近づくにつれ、炎弾の密度が濃くなる。柊野は床を転がりまわるようにしてかわしていく。突進速度はどんどんと落ちていくものの、地道に一歩一歩、丁寧に男との距離を詰めていく。
そして死の弾幕の、一瞬の晴れ間。
「ッ!?」
男の詰まった悲鳴。柊野は一気に切り込み、拳を振りかぶった。この瞬間にたどり着くまでの全ての苦労を乗せ、渾身の力をもって男の顔面へとぶち込む。
ローブの男は派手にふっ飛び、床に倒れた。
「おおおおおおおおおッ!」
更に追撃を加えようと柊野が男に跳びかかった、その時。
“騙されないものは彷徨う(Les non-dupes errent)”
男の口から、はじめてまとまりのある言葉が発せられた。同時に、炎弾が腕の動作なしに現れ、飛来する。
「当たるか!」
危なげなく回避して、駆け寄る勢いそのままに男をサッカーボールキックで蹴り飛ばそうと、足を引く。
切迫した凛花の声が聞こえた。
「シューノ! 《BA》!」
《BA》とは『バック・アテンション』の略だ。視界が限られるVRMMOにおいて、背後からの脅威は現実において同様気づきづらい。そこで、主に全体を見渡す位置にいるヒーラー職プレイヤーが、前衛のアタッカーにこう呼びかけることで注意を促すことがある。

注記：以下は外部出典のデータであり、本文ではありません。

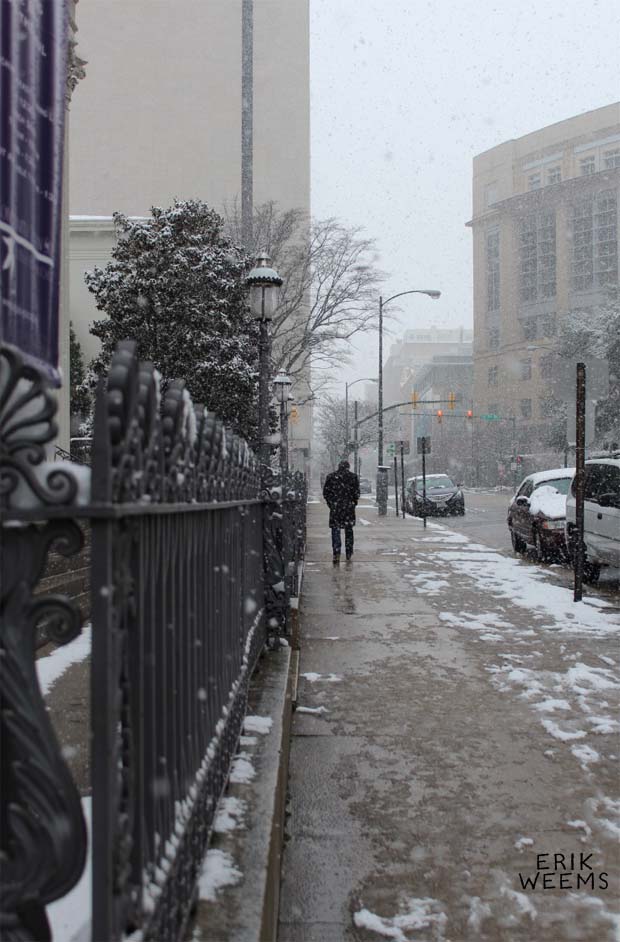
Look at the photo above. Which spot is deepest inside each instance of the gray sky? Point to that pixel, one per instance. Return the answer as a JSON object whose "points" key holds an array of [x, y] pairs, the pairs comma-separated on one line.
{"points": [[405, 93]]}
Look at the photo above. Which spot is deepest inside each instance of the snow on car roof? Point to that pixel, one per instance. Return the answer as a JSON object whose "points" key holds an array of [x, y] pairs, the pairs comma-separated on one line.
{"points": [[550, 475]]}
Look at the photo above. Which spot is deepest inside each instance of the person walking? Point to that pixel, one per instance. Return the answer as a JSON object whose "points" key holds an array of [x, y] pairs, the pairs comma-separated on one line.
{"points": [[342, 492]]}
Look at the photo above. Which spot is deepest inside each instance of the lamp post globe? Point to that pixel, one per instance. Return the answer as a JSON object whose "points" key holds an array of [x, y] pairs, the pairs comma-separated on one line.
{"points": [[282, 384], [264, 285]]}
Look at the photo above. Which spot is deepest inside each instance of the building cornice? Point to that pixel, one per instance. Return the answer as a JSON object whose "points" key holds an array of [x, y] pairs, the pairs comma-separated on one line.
{"points": [[551, 195]]}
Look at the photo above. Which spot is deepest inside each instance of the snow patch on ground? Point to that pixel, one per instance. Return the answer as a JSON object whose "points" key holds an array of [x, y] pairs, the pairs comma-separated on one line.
{"points": [[218, 871], [53, 666], [314, 678], [523, 842], [421, 913]]}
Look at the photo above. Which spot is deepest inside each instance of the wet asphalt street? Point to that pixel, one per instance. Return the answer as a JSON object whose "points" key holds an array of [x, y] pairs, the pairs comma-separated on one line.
{"points": [[456, 719]]}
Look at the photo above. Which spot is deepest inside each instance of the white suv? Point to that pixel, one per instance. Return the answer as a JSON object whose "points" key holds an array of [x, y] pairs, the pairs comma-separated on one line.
{"points": [[601, 526]]}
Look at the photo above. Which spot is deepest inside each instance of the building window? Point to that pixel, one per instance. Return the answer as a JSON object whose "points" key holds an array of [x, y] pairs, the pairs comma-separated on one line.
{"points": [[587, 165], [546, 366], [490, 194], [548, 325], [537, 261], [533, 181], [606, 239], [549, 406], [611, 158], [529, 328], [493, 270], [583, 267], [595, 242]]}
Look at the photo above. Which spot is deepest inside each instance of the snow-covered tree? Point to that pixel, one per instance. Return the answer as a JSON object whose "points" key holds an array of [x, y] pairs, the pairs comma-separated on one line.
{"points": [[332, 431], [175, 284], [330, 291], [80, 401], [590, 333]]}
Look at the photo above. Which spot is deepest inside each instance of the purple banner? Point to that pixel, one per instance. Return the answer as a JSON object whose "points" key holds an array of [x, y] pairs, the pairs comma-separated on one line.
{"points": [[33, 64]]}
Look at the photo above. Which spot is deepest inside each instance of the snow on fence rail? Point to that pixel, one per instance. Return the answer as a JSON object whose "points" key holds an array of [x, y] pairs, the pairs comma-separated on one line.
{"points": [[195, 556]]}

柊野は凛花の声に反射的に振り返る。するとかわしたはずの炎弾が向きを変えて再びこちらに迫っていた。
逃げようとするも、体が動かない。
いつのまにか立ち上がっていたローブの男に、羽交い絞めにされている。
「ぼ、僕の勝ち」
耳元で気色の悪い笑い声が聞こえる。
「んふふふふふふふふふふふふ! 僕の勝ちィ~っ!」
なすすべもなく、炎弾は胸部に直撃。一瞬にして燃え盛り、業火となって柊野を焼いた。
「あああああああああああああああああああッ!」
ローブの男が手を放すと、柊野の体は糸の切れた人形のように、床にくずおれた。